Indications and contraindications for use


  • Permanent cementation of crowns, bridges, inlays, onlays, orthodontic appliances and orthodontic bands


  • Zinc phosphate is acidic at the time of placement, and care should be taken to protect the pulp

Trade names

Trade name Manufacturer
DeTray® (Figure 8.2a) Dentsply
Flecks® (Figure 8.2b) Keystone Group
Zinc Cement (Figure 8.2c) SSWhite
Zinc Phosphate Cement (Figure 8.2d) Bosworth

Figure 8.2 (a) DeTray® – Dentsply. (b) Flecks® – Keystone group. (c) Zinc Cement – SS White. (d) Zinc Phosphate Cement – Bosworth.


Manipulation (Figures 8.3a8.3e)

This is the same manipulation technique as mixing zinc phosphate as a base, except with altered powder/liquid ratios, mixing times and final consistency.

Wearing personal protective equipment:

Step 1

  • Tooth is appropriately prepared and isolated
  • Ensure you have a clean, disinfected, cool, dry glass mixing slab
  • If the chosen method is to cool the glass slab under cold water, ensure that all moisture is removed prior to dispensing materials
Step 2

  • Fluff the zinc phosphate powder in the bottle (shake the bottle, ensuring the lid is securely in place)
Step 3

  • Dispense the powder on the glass slab according to the manufacturer’s instructions, replacing the cap immediately after dispensing
  • Dispense liquid as per the manufacturer’s instructions, according to the appropriate amount of powder dispensed (more liquid is added for a luting consistency than a base)
  • To ensure uniform drops of the liquid, hold the bottle perpendicular to the glass slab during dispensing and immediately replace the cap
  • Care must be taken to replace the cap on the liquid once it has been dispensed.

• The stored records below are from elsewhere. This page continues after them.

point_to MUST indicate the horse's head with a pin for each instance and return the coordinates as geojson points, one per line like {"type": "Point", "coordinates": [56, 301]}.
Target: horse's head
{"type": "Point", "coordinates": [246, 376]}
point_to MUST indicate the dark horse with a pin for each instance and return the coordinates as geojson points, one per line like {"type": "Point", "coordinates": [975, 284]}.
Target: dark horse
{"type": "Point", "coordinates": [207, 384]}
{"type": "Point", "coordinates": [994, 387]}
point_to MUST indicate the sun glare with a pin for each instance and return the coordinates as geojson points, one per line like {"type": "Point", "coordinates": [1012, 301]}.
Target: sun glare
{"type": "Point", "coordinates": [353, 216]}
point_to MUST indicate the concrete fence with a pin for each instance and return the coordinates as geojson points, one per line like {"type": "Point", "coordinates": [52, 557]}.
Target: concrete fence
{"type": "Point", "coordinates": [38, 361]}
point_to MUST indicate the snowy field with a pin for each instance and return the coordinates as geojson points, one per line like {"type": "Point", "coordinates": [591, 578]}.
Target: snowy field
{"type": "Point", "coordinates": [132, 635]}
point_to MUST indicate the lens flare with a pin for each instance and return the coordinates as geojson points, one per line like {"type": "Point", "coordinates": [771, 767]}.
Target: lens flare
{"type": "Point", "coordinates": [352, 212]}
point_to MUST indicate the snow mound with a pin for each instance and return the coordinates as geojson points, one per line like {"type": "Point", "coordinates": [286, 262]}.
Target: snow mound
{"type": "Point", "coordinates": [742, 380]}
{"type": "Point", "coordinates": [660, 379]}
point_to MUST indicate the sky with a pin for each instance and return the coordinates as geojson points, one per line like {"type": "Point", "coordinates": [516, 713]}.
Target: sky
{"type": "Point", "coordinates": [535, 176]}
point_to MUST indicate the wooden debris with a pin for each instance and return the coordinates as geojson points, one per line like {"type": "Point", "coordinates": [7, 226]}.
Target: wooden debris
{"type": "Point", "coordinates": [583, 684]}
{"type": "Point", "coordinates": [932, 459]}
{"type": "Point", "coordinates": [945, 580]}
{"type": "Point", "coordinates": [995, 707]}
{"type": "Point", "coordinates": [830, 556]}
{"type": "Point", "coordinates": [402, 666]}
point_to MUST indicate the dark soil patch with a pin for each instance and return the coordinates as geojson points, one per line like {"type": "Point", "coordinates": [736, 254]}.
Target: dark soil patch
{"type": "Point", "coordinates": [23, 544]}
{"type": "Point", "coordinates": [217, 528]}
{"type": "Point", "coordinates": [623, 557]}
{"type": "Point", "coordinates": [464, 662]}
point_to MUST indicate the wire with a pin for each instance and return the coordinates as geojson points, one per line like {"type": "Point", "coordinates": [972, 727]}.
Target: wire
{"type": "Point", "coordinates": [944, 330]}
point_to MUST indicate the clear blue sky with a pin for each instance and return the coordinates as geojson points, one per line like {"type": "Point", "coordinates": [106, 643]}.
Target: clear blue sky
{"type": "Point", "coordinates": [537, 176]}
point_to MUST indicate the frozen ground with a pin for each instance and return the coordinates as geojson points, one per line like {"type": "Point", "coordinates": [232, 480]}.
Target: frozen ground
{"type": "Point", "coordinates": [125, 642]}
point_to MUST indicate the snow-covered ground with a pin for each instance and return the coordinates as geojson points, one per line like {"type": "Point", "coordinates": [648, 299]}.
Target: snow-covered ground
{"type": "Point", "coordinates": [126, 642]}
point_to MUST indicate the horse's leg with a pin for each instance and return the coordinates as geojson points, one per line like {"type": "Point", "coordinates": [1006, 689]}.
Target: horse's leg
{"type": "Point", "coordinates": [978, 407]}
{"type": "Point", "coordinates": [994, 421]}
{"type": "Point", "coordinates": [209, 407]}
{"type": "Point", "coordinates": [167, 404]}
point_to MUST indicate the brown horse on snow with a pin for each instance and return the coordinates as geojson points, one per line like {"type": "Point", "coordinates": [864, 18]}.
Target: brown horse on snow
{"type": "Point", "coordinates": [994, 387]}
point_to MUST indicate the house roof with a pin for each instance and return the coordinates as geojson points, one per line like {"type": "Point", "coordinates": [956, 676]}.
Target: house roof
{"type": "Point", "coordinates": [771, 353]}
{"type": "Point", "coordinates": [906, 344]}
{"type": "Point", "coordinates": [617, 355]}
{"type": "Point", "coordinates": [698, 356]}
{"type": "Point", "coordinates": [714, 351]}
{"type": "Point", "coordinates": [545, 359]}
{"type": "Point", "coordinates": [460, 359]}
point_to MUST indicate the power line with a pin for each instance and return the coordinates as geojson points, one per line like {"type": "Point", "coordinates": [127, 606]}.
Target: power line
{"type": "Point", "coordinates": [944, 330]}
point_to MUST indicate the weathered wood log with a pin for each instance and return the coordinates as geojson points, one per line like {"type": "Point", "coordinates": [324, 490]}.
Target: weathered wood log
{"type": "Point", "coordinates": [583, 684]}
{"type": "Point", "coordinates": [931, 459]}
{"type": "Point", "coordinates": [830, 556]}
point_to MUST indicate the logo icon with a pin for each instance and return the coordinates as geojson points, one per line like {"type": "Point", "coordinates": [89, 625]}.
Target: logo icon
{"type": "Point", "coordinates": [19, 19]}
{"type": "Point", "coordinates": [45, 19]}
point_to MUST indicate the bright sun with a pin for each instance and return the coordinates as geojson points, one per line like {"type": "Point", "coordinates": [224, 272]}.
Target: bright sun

The zinc phosphate material is water based, and the water will evaporate if the cap is left off, which will prolong the setting time
Step 4

  • Section powder into increments according to the manufacturer’s instructions (two techniques are shown)
Step 5

  • Mix in powder increments at 15-second intervals
  • Using a Weston spatula (thin, flexible spatula) incorporate the first mound of powder into the liquid, spatulating in a figure-of-eight motion over the entire surface area of the slab for 15 seconds
Step 6

  • Ensure that all the powder has been incorporated into the liquid and add the second powder increment, following the same mixing technique for 15 seconds
Step 7

  • Repeat steps 5 and 6 until you have achieved the desired creamy consistency (the mixed material should form a ‘string’ from the spatula to the glass slab when the spatula is lifted approximately an inch (2 cm) above the glass slab)
Step 8

  • Using the spatula, gather the material into one area and use a flat plastic instrument to load the restoration or prosthesis to be cemented under the direction of the operator, alternatively pass the material and the flat plastic instrument to the operator for loading
Step 9

  • Have some gauze at hand to wipe away excess cement from the flat plastic instrument
Step 10

  • Immediately clean the spatula and glass slab; if there is not enough time to clean immediately, immerse the slab and spatula in water until cleaning can take place
Mixing time

  • 60–90 seconds
Working time

  • 3–6 minutes
Setting time

  • 5–14 minutes

Figure 8.3 (a) Zinc phosphate set-up. (b) Step 4 – Zinc phosphate dispensed – powder divided into six equal portions. (c) Step 4 – Zinc phosphate dispensed – powder divided into fractional portions (8.3b and 8.3c are two different techniques for dispensing zinc phosphate powder). (d) Step 5 – figure-of-eight mixing motion. (e) Step 7 – luting consistency of zinc phosphate (2cm ‘string’ from glass slab to spatula).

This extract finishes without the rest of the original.